FIGS. 10A and 10B show examples of different sets of diffusion timesteps for conditioning image generation on different types of conditions according to aspects of the present disclosure. The example shown includes color condition 1000, first initial sampling stage 1005, first conditioning zone 1010, first terminal sampling stage 1015, edge map condition 1020, second initial sampling stage 1025, second conditioning zone 1030, and second terminal sampling stage 1035.

Embodiments of the present inventive concepts are configured to identify different conditioning zones, that is, sets of generative diffusion timesteps, according to different input conditions. During the conditioning zone, an image generation model of the present embodiments revisits the current intermediate noise map, denoted as x_t, and navigates the sample back by q steps to x_t+q, followed by resampling (while considering the condition c) back to x_t.

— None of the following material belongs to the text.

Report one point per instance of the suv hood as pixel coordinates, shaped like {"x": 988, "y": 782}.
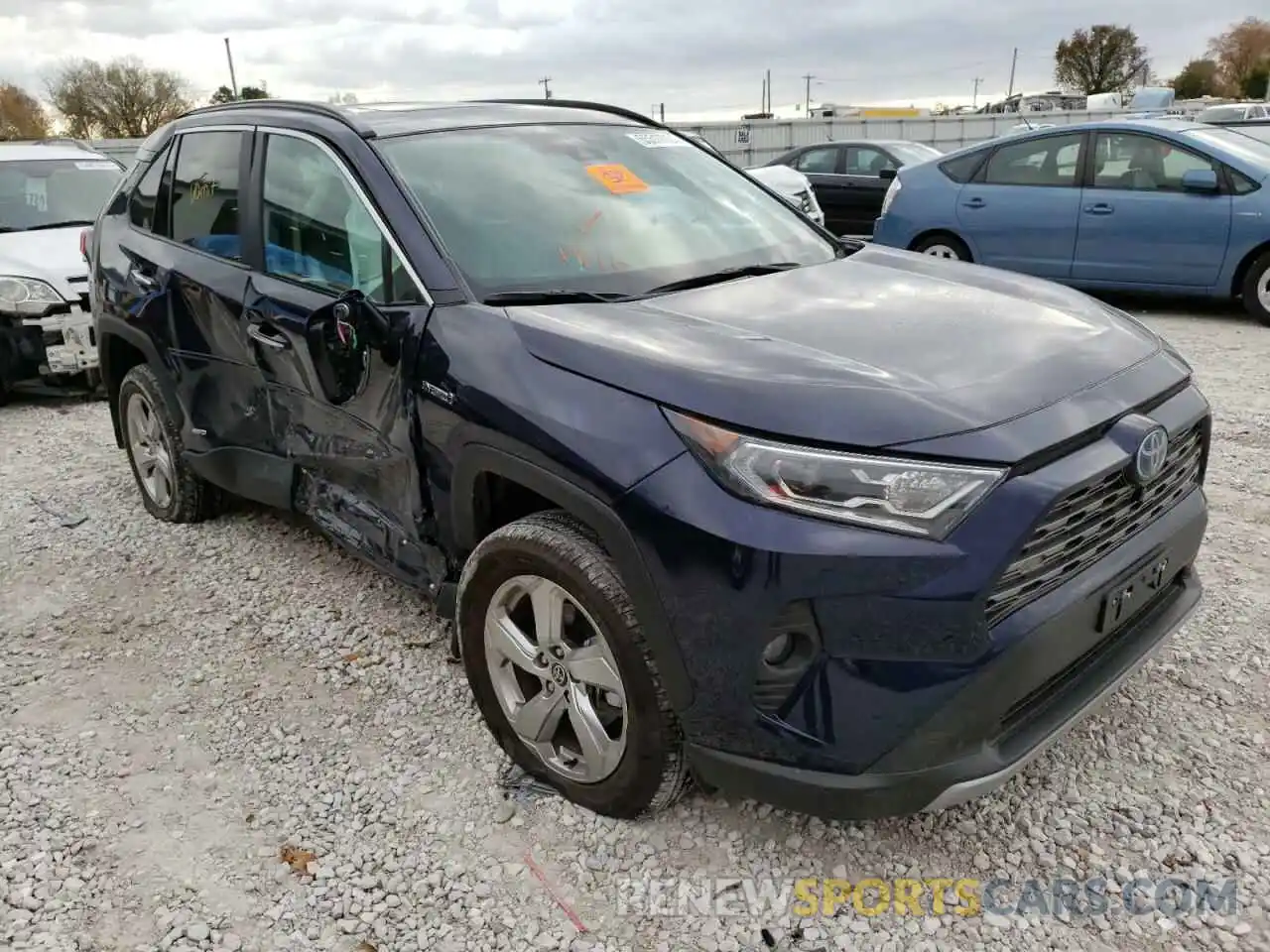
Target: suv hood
{"x": 880, "y": 348}
{"x": 51, "y": 255}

In this example, upon receiving color condition 1000, the image processing system selects first initial sampling stage 1005. For example, in a generative diffusion process comprising 100 timesteps (counting down from 100, per convention), the image processing system may select first initial sampling stage 1005 as steps #100-#70. During these steps, the image processing system may perform a denoising process based on only the text prompt, without considering color condition 1000.

The system identifies first conditioning zone 1010 based on the type of conditioning. For example, first conditioning zone 1010 may comprise steps #69-#40. For each step in this set (step 69, then 68, then 67 and so forth), repetition iterations may be performed q times. During this conditioning zone, the image processing system performs a denoising process as described with reference to Equations 6-12, whereby the system denoises in a way that considers color condition 1000.

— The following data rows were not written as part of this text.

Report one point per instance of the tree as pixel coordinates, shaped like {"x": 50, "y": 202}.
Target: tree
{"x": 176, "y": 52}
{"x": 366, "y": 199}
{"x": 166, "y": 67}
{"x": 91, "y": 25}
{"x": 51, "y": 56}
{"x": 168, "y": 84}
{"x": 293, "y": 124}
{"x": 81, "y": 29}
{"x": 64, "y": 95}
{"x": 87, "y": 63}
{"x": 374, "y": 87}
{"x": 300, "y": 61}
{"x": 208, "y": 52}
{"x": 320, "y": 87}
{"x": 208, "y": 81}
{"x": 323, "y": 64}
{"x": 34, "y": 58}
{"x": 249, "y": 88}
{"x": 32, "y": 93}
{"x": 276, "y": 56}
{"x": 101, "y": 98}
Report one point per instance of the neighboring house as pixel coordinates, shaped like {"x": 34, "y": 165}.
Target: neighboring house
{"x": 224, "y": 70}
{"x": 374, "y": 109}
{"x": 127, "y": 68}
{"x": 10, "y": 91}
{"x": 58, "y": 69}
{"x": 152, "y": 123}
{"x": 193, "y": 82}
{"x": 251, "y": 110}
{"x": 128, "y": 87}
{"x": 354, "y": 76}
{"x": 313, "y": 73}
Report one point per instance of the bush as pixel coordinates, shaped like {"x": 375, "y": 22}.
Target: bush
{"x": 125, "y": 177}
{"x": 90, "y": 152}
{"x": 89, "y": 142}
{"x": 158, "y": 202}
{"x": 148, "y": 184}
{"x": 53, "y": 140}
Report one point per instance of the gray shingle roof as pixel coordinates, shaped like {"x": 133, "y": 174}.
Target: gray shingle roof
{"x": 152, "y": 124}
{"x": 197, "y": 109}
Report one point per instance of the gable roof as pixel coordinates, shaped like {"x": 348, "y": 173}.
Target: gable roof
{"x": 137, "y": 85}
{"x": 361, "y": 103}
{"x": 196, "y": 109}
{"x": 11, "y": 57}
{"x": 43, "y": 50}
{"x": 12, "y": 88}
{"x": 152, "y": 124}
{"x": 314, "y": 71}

The first terminal sampling stage 1015 may comprise the remaining diffusion timesteps, e.g. steps #39-0. During this stage, the image processing system may perform a denoising process based on only the text prompt, without considering color condition 1000.

Similarly, the image processing system may identify different initial stages, conditioning zones, and terminal sampling stages based on different types of condition inputs. For example, based on the input edge map condition 1020, the system may identify second initial sampling stage 1025 as steps #100-#95, second conditioning zone 1030 as steps #94-#90, and second terminal sampling stage 1035 as steps #89-#0. According to some aspects, the conditioning operations (including the repetitions) are more effective at transferring the condition at different diffusion timesteps for different types of conditions. For example, structural information from edge maps may be more effectively applied near the beginning of the denoising process (higher numbered diffusion timesteps), and semantic alterations such as color may be more efficiently applied near the middle or the end of the process.

FIG. 11 shows an example of a computing device 1100 according to aspects of the present disclosure. The example shown includes computing device 1100, processor(s), memory subsystem 1110, communication interface 1115, I/O interface 1120, user interface component(s), and channel 1130.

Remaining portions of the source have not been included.